Uber, Sidecar and Lyft.
If you haven't heard of them before. Take note.
They are startups -- using a new business model of ride-sharing -- thanks to a smartphone app.
And they have been making waves in cities across the globe.
"I went to just taking it out at night to make sure I am not drinking and driving, to completely taking it for meetings now," said Jason Cutinella.
Cutinella discovered UBER in San Francisco.
He was glad to find out it decided to give a Honolulu a go. The ride is all arranged and paid with credit card. No cash is exchanged.
"UBER is a tech company that develops a mobile application that that allows anyone to request their own private driver,"
UBER has rolled out its black car service. It charges a flat rate and anywhere from 80 cents to close to $3.80 a mile.
It's somewhere in between a taxi and a limo ride. Bobby Wood is the UBER driver on this call.
"By trade I am a limo driver. But during my down time we have the opportunity to service people like we do in our limousines," said Wood.
UBER's entry into cities across the country hasn't been without controversy.
There've been lawsuits in Boston, and San Francisco -- pushback from conventional taxis and from UBER drivers over tips.
California just last month created a special class for this new transportation animal,
which also includes person-to-person ride sharing service.
UBER could not say if it plans to expand its service using anything but commercial drivers.
"It is an interesting market for us. We saw there was pre-existing demand here. We can tell when people are looking to get UBER rides when they turn on the app in different cities. So Honolulu has been on the radar for some time," said Campos.
Tech-savny travelers maybe -- but are there enough local customers willing to shell out the money for a personal driver?
This driver hopes so he has had a number of repeat customers so far this month.
"I already feel like I am their best friend. So when we see each other we greet each other as if we know. So, when we see each other truly feel like I am their personal chauffeur," said Wood.
Local taxi companies aren't sure what to make of UBER.
Black car service is one thing. The head of The Cab worries what it could morph into and how he may have to rethink his operation.
"The company has to have accountability.
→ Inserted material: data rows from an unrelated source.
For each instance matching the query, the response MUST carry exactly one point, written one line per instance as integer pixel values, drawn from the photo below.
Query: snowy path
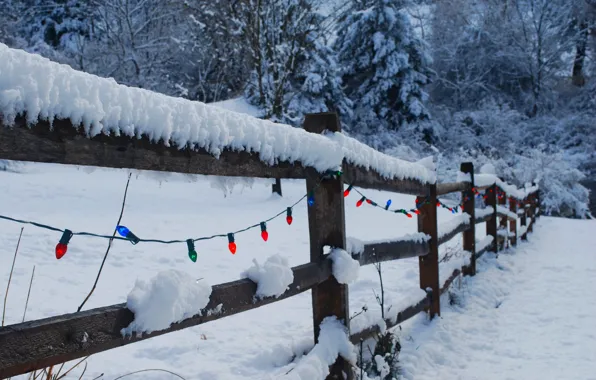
(529, 314)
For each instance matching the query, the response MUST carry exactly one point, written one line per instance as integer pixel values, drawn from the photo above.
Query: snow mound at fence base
(42, 89)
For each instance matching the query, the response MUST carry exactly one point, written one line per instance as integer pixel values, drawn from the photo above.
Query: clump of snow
(482, 212)
(366, 319)
(428, 162)
(463, 177)
(363, 155)
(506, 211)
(333, 341)
(345, 269)
(354, 246)
(485, 242)
(272, 278)
(447, 227)
(47, 90)
(171, 296)
(488, 168)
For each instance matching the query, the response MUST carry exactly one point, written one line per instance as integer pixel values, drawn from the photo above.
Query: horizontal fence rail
(59, 339)
(42, 343)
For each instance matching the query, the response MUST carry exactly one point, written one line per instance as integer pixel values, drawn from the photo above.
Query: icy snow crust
(333, 341)
(272, 278)
(47, 90)
(345, 269)
(169, 297)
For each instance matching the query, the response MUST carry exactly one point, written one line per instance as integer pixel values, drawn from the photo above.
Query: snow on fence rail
(38, 122)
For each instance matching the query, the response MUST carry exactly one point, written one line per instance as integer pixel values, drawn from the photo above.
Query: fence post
(524, 220)
(469, 207)
(326, 225)
(531, 212)
(491, 224)
(276, 187)
(513, 223)
(429, 264)
(502, 201)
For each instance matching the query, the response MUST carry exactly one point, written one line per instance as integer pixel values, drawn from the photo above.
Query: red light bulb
(61, 250)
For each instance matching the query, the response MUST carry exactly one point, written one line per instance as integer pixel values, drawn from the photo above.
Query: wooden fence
(42, 343)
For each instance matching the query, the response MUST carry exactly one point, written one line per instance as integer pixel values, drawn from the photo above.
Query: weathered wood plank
(63, 144)
(482, 252)
(483, 219)
(504, 218)
(452, 187)
(513, 222)
(392, 250)
(450, 280)
(33, 345)
(461, 228)
(402, 316)
(491, 224)
(429, 264)
(469, 207)
(327, 227)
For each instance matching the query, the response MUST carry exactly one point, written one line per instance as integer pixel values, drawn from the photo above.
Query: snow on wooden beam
(34, 345)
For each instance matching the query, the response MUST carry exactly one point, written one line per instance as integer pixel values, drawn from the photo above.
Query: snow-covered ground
(530, 314)
(261, 344)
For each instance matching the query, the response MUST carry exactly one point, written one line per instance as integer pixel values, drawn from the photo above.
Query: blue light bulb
(123, 231)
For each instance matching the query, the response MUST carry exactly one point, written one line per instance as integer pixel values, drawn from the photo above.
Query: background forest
(509, 82)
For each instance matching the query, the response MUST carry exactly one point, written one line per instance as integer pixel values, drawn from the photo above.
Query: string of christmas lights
(406, 212)
(126, 234)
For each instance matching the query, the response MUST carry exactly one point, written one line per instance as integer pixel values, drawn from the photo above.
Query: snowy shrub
(383, 363)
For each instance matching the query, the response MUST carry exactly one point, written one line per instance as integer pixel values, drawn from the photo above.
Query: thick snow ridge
(44, 89)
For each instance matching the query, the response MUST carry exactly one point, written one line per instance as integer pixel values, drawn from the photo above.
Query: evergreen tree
(294, 71)
(385, 65)
(316, 84)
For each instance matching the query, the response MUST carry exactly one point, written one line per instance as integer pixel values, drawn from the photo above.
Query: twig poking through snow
(109, 246)
(28, 294)
(14, 259)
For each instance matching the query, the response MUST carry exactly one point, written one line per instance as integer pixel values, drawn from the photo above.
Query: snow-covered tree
(316, 84)
(385, 65)
(294, 72)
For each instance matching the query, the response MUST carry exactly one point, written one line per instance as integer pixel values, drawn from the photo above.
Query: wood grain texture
(326, 227)
(62, 143)
(461, 228)
(469, 207)
(452, 187)
(429, 264)
(38, 344)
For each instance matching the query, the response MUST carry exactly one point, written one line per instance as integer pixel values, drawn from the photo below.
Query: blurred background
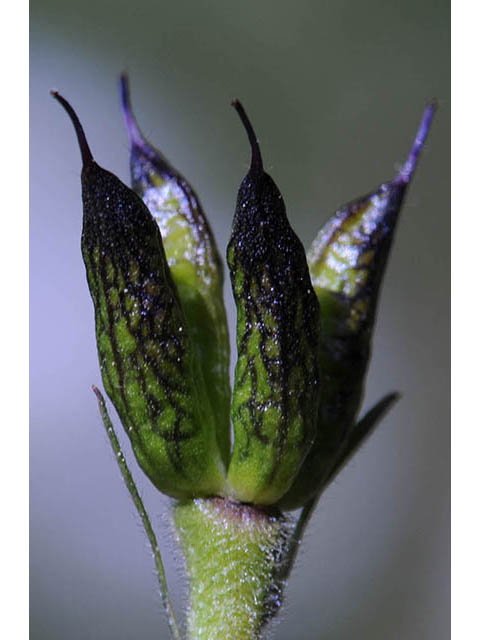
(335, 91)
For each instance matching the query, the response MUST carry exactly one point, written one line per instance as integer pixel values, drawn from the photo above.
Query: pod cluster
(304, 324)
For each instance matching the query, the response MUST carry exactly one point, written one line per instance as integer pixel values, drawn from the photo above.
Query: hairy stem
(232, 553)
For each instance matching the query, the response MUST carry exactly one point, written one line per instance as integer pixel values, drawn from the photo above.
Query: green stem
(232, 553)
(137, 501)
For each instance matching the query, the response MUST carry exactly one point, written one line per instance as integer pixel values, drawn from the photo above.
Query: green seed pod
(347, 262)
(148, 365)
(193, 259)
(276, 390)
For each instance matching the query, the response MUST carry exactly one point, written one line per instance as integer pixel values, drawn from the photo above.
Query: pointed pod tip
(134, 133)
(424, 127)
(256, 162)
(87, 157)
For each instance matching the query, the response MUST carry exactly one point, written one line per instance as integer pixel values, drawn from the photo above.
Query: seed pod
(276, 391)
(148, 365)
(194, 262)
(347, 262)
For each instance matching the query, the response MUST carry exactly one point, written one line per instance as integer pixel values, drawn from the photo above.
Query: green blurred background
(335, 91)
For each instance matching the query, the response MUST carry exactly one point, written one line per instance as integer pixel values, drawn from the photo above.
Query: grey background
(335, 91)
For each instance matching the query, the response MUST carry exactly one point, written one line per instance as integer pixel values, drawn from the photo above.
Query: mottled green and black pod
(149, 365)
(194, 262)
(347, 263)
(277, 379)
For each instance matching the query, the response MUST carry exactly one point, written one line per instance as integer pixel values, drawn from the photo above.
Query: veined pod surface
(276, 389)
(347, 263)
(149, 367)
(194, 262)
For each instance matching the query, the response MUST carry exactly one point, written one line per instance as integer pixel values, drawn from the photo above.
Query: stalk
(232, 553)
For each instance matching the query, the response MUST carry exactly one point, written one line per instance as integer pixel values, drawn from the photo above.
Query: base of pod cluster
(234, 554)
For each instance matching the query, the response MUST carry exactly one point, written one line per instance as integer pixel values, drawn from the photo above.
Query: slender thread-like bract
(139, 506)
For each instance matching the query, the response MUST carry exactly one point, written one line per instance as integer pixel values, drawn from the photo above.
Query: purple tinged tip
(256, 162)
(408, 169)
(87, 157)
(135, 135)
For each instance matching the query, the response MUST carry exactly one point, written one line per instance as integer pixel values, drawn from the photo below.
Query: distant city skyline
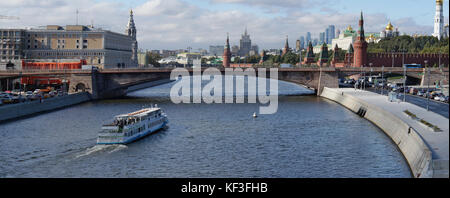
(178, 24)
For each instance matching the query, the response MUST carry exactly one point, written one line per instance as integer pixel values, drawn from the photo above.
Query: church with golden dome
(389, 31)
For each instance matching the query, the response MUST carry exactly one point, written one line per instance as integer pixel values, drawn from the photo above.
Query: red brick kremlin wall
(380, 59)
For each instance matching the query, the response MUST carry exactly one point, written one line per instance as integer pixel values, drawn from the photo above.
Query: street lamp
(382, 80)
(427, 72)
(404, 75)
(370, 73)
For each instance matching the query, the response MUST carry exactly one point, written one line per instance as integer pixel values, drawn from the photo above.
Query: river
(307, 137)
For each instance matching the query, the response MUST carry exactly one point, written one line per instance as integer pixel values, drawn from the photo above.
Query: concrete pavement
(437, 142)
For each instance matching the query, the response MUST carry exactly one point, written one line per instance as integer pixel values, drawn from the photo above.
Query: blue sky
(176, 24)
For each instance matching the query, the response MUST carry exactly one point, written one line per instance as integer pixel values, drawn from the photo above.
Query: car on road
(28, 95)
(7, 99)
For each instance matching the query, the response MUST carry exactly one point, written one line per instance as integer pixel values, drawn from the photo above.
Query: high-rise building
(302, 42)
(308, 37)
(245, 44)
(254, 50)
(322, 37)
(439, 20)
(315, 42)
(330, 34)
(216, 50)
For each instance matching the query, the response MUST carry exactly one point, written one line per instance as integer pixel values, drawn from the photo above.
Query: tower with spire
(286, 48)
(360, 46)
(131, 32)
(323, 57)
(309, 55)
(227, 53)
(439, 20)
(245, 44)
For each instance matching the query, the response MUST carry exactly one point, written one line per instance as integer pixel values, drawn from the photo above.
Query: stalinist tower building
(439, 19)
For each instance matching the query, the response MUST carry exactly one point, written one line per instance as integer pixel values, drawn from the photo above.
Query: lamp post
(382, 80)
(300, 63)
(427, 72)
(393, 58)
(370, 73)
(404, 75)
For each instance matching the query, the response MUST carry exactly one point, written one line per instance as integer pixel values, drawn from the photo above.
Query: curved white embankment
(412, 146)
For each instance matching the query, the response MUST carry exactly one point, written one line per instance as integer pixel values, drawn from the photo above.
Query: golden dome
(390, 27)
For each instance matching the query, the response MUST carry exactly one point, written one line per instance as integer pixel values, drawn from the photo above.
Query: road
(434, 106)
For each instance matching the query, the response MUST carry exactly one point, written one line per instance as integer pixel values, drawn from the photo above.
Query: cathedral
(389, 32)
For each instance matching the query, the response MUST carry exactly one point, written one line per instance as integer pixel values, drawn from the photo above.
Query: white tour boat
(129, 127)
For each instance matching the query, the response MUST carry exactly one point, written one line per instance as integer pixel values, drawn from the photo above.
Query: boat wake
(102, 148)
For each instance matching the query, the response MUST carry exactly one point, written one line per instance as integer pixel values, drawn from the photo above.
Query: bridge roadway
(108, 83)
(345, 70)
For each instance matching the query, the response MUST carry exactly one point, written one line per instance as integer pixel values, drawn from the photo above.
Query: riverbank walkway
(438, 142)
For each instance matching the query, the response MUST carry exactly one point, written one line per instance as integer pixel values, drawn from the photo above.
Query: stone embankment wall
(409, 142)
(14, 111)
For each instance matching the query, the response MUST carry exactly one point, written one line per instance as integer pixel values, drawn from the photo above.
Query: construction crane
(9, 17)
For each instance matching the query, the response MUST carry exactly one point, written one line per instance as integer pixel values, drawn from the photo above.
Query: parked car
(18, 98)
(7, 99)
(28, 95)
(53, 93)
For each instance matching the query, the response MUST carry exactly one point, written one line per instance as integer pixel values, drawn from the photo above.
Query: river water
(307, 137)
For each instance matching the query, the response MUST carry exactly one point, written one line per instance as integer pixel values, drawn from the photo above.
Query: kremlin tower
(286, 48)
(439, 20)
(131, 32)
(227, 54)
(360, 46)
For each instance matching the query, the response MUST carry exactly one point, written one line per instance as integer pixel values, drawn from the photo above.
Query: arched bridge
(108, 83)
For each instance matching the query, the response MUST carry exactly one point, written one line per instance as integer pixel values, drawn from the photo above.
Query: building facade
(12, 42)
(97, 47)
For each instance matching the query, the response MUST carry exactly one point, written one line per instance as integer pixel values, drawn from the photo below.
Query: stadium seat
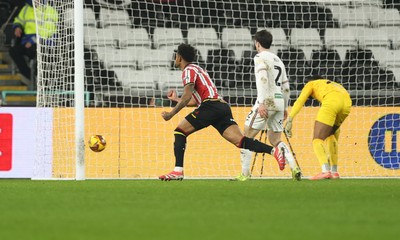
(221, 65)
(280, 39)
(386, 17)
(326, 63)
(111, 17)
(136, 79)
(360, 70)
(203, 39)
(393, 34)
(245, 76)
(346, 16)
(167, 38)
(113, 58)
(390, 61)
(340, 39)
(170, 80)
(374, 39)
(307, 39)
(297, 66)
(99, 37)
(237, 39)
(155, 58)
(89, 19)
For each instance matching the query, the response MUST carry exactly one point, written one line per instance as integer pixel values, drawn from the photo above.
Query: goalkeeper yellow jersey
(320, 90)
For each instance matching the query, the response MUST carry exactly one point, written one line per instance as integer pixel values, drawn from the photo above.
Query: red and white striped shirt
(203, 86)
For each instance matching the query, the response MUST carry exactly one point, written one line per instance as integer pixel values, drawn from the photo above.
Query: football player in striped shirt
(199, 90)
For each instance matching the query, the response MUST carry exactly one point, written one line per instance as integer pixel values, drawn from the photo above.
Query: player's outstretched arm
(173, 96)
(184, 100)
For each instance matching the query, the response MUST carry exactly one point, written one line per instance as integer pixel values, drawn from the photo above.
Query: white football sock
(326, 167)
(288, 155)
(245, 159)
(178, 169)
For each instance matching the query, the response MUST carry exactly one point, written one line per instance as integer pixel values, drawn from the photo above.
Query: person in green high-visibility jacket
(28, 30)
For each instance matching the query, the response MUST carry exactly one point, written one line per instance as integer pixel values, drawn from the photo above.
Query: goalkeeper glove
(288, 127)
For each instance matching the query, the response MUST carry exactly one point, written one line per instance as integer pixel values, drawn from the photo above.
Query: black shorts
(212, 112)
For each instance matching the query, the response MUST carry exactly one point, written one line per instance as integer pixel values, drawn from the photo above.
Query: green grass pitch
(200, 209)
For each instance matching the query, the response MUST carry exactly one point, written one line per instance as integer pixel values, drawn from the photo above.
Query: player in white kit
(270, 109)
We are here. We have skin in the game we have spent a ton of money making sure we can dispatch calls to the customers," said Howard Higa.
But Higa admits he already has plans to roll out an app of own.
Regulators will be watching the company’s growth.
City officials have not taken a position on UBER.
They have jurisdiction if meters are involved, otherwise regulation would fall under the Public Utilities Commission.
UBER maintains it's a software, not a transportation company.
But it was also just slapped with a patent lawsuit over it's vehicle tracking system. New technology, new growing pains.